Of course this means Latimer and Ridley were not burnt at the stake in Oxford, either. No one was. My guess is these stories of burnings didn't even find currency until 1563, when the fraud John Foxe published his Actes and Monuments.
He was the tutor of the children of Henry Howard, Earl of Surrey. Foxe is described as a martyrologist, which means he was an expert in the creation of martyrs. Which means he knew just how to manufacture them from whole cloth, via fake burnings at the stake.
Under Edward VI, Foxe lived in the mansion of the Duchess of Richmond (Mary Howard, wife of Fitzroy, illegitimate son of Henry VIII), meaning Foxe was an agent of the Stanleys and their allies—including William Cecil, Baron Burghley, who would be Elizabeth's Lord High Treasurer.
His son would be Robert Cecil, Earl of Salisbury.

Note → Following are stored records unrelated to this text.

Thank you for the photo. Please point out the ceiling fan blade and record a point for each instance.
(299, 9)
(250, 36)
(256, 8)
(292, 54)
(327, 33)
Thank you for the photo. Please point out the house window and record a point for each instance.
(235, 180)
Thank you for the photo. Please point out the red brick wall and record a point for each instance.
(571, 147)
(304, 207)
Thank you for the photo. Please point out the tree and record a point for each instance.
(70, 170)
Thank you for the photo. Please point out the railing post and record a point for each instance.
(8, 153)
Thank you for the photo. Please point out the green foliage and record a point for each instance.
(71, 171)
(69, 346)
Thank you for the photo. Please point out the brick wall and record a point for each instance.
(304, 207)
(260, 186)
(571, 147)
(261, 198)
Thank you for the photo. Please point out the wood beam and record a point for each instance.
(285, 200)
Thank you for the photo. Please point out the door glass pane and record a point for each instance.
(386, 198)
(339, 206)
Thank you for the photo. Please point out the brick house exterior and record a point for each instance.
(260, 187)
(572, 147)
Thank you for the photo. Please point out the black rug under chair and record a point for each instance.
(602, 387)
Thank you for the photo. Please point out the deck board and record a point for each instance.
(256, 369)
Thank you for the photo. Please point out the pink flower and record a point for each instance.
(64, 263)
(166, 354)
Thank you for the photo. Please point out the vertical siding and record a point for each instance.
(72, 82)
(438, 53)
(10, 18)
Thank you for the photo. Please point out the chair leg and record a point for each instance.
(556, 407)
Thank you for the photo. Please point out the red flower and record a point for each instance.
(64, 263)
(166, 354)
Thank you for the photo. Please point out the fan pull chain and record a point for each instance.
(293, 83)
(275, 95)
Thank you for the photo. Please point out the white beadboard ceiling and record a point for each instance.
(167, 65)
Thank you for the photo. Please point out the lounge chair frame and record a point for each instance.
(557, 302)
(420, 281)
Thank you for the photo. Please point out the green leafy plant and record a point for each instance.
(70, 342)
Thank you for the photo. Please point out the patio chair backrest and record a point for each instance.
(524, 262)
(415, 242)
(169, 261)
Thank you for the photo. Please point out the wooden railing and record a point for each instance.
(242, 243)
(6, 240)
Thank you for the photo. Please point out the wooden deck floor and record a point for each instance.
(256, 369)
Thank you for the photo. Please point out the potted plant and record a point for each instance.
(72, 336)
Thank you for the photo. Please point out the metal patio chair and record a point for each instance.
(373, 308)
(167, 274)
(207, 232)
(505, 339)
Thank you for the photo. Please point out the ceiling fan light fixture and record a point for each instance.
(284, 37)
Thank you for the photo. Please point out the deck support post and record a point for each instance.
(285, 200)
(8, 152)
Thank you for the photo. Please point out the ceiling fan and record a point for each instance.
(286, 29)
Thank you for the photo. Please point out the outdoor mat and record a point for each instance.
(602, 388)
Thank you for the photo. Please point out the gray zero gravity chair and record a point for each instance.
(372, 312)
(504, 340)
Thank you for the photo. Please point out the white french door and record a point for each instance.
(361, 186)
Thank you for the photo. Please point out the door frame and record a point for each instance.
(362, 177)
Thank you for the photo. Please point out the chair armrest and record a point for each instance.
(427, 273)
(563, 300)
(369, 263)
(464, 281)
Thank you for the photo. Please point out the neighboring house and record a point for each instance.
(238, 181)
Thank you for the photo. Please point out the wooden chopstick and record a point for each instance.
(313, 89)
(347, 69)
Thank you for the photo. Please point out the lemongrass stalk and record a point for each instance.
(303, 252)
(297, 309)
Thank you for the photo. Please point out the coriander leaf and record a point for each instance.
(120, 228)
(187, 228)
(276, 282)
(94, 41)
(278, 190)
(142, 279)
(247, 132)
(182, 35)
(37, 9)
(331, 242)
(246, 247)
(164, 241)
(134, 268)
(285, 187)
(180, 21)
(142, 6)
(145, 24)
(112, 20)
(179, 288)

Another of Foxe's overseers and handlers was John Bale, who had denounced the monastic system at the behest of the Tudors/Stanleys. He had fled at the rising of Mary, but was protected all along by the Stanleys. I would assume Bale is an ancestor of actor Christian Bale.
In the 1989 film The Return of the Musketeers, starring the same people (Michael York, Richard Chamberlain, etc.), do you want to guess who plays the part of Oliver Cromwell? Alan Howard. You can be sure that is not a coincidence.
We can be sure that John Foxe (b. 1517) was related to the later George Fox (b. 1624), who founded the Quakers. They both have the same stench on them. There are no Foxe in the peerage, telling me they added the “e” at the end to throw us off. But there are over 1,000 Fox.
George's father Christopher was a wealthy weaver, meaning a Jew. In the time of George Fox, the peerage Foxes were related to the Blayneys, Barons of Monaghan; Moores, Viscounts of Drogheda; and Loftuses, Viscounts of Ely.
They were also related to the Comptons, Earls of Northampton, which links us in the time of John Foxe to the Sackvilles, Noels, Cliffords, Spencers and Beaumonts. See above, where the Beaumonts link us to the Lancasters and Stanleys.
Also see William Fox of the peerage—a contemporary of John Foxe—whose son Sir Stephen Fox managed Charles II's household. He later became Lord Commissioner of the Treasury. Sir Stephen's son became a Fox-Strangways and Earl of Ilchester.
His other son became Baron Holland and married a Lennox, daughter of the Duke of Richmond. See just above, where John Foxe lived in the house of the Duke of Richmond. Also Buckingham's daughter married a Lennox.
Different Richmonds and Lennoxes, yes, but all allies of the Stanleys.
What a lot of people don't know is that the Stanleys used Cromwell's rise to also destroy Catholicism in Ireland and steal large parts of the Church's wealth there. Any practice of Catholicism was banned and all priests were defrocked.
So the fact that the Royalists hid out in Ireland was the worst thing that ever happened to that island—which is saying a lot. In fact, the hiding out of Royalists may have just been a pretext, allowing for a long-planned invasion.
The mainstream now admits this about Drogheda, one of the places hit the hardest by Cromwell. Cromwell said its destruction was in revenge for the 1641 murder of Protestant settlers in Ulster. . . except that in 1641 Drogheda hadn't been held by Irish rebels.
So they couldn't have murdered any Protestant settlers. In fact, at the time Drogheda was held by strong English garrisons. So the Stanleys must have been in Drogheda for another reason.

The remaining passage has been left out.